People do make poor choices, people do make emotional choices and no one is going to be let off the hook for that. If we set up society so that the greatest number of people can make the better choices, then we can find and deal with those who consistently make bad choices. What we cannot do is let those who try to do right fail over and over because they cannot do it consistently enough to make a difference. Indifference to suffering because some are irresponsible is not a good societal trait.

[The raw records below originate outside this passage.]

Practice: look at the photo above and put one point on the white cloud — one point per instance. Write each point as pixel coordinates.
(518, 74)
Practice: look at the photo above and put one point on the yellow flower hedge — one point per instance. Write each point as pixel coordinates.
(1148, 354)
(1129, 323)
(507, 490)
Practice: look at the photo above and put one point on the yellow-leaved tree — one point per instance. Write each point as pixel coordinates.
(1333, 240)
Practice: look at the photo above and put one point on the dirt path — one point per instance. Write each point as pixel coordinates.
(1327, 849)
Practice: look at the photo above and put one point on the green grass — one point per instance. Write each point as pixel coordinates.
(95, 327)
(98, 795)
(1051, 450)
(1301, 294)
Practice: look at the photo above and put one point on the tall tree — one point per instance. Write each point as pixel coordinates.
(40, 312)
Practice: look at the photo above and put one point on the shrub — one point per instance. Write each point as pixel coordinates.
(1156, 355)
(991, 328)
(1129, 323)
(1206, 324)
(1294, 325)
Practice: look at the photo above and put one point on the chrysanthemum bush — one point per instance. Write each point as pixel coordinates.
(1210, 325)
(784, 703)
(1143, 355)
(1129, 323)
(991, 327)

Posted by: Hawise | Nov 23, 2007 11:08:41 AM

Why does it always come down to this? If el viajero or any of his right wing avatars can find *any* way to "blame" someone for a problem they will do so. When young white boys don't do well in school el viajero will blame women's lib, or affirmative action, and demand that we all do something to bring up the scores or life chances of young white boys. When the army can't fill its quotas el viajero will blame the democrats or the mass media or hollywood for failing to make the army look great to teenagers. But when poor people can't afford to live in a good area with excellent supermarkets, or can't afford the time (from their two or three jobs) to cook a nutritious meal, or can only afford high starch and high fat foods, its *all their fault.*

I figured out how to deal with this--just make your social policy prescriptions *sound punitive* and then el will sign up for them. See how this works: instead of arguing that we should replace one intrusive, high priced, government intervention (farm subsidies for agribusiness focused on grain, sugar, and beef) that el agrees with (because the money and advantage goes to rich people) try rebranding. We won't *give subsidies to the poor so they eat better* we will *require the poor to eat better* by forcing them to spend their money on vegetables we subsidize. I'll take it slightly further--we will *force the poor to eat nasty greens and spinach* *even if* we have to artificially lower the price by subsidizing local truck farmers.

aimai

Posted by: aimai | Nov 23, 2007 12:38:40 PM

Hawise: People do make poor choices, people do make emotional choices and no one is going to be let off the hook for that. If we set up society so that the greatest number of people can make the better choices, then we can find and deal with those who consistently make bad choices. What we cannot do is let those who try to do right fail over and over because they cannot do it consistently enough to make a difference. Indifference to suffering because some are irresponsible is not a good societal trait. - that right there is exactly why I gave up on libertarianism and turned left. I agree entirely.